Kuzey Irak’ta yapılan bölgesel seçimler bitti ama tartışmaları ve gerginliği bitmedi. Patrick Seale’in de yazdığı gibi, bu gerilim hem yatay hem de dikey olarak artabilir. Zira yüzde 70 ile birlikte başkanlık seçimlerini kazanan Barzani’nin hedefinde Musul ile Kerkük var. Bu bölgeleri de Kürdistan yönetimine katarak liderliğini pekiştirmek ve böylece tarihe geçmek muradında. Bu yayılmacı planlarından ve ihtirasından dolayı BM yetkilileri onu tehlikeli bir maceraperest olarak nitelendirdiler. Kimileri bu yayılmacı emellerinden veya planlarından dolayı kendisini Bismark’a benzetiyor. Bilindiği gibi Garibaldi ve Bismark gibi liderler kendi ülkelerinde ulusal birliği temin etmişler ve bu vasıflarıyla tarihe geçmişlerdi. Bundan dolayı, Barzani’nin bölgesel sınırları güneye ve Kerkük’e doğru uzatma girişimleri elbette ki Bağdat ile krizi derinleştirecektir. Hatta kimileri geçtiğimiz aylarda tarafların savaşın eşiğine geldiğini ileri sürmüşlerdir. Tam olarak ne olduğunu bilmiyoruz. Farklı rivayet ve değerlendirmeler var.
Kuzey Irak veya Kürdistan bölgesinde ise dahili bir kriz var. Giderek zeminlerinin altlarından kaydığını gören Barzani ve Talabani güçleri seçimlere ortak bir liste içinde girdiler. Buna rağmen sadece yüzde 60 civarında oy aldılar. Artık 18 yıllık geçmişte kalan dönemdeki gibi istedikleri gibi bölgeyi yönetemeyeceklerini biliyorlar. Karşılarında yeni rakipler türemiş ve çeşitlilik gelmiş. Bu çeşitliliğin en büyük göstergelerinden birisi Nuşervan Mustafa’nın Değişim Listesi (Goran Partisi).
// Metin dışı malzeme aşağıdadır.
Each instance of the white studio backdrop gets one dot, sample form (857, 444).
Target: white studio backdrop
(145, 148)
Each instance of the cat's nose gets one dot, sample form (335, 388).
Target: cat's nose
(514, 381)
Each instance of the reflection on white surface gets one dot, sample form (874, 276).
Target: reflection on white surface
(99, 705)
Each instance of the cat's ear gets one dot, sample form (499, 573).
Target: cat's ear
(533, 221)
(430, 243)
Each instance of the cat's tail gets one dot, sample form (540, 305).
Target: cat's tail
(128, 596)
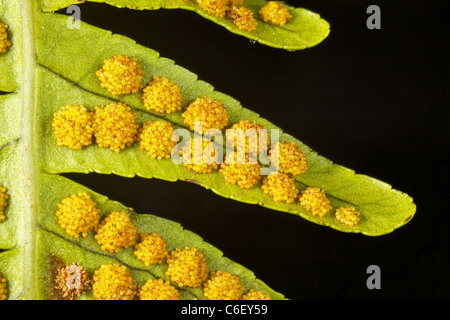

Nuşervan Mustafa’nın Değişim Listesi oyların yüzde 25’ini almış bulunuyor. Buna göre, 111 sandalyelik bölge parlamentosunda yaklaşık olarak 28 sandalye kazanıyor. Muhammed Bahaeddin Selahaddin’in lideri olduğu İslâm Birliği Partisi ise bazı solcu partilerle birlikte seçim ittifakına girmiş (Islah ve Hizmet) ve seçimlerden üçüncü parti olarak çıkmıştır. Mevcut sonuçlara göre, parlamentoda 14 ile 17 milletvekili arasında bir temsile haiz bulunmaktadır. Kürdistan Listesi olarak ortak bir liste ile seçimlere giren Barzani ve Talabani partileri eski seçime oranla 23 sandalye kaybettiler. Bu da eski güçlerini kaybettiklerini gösteriyor. Yani eski hal muhal.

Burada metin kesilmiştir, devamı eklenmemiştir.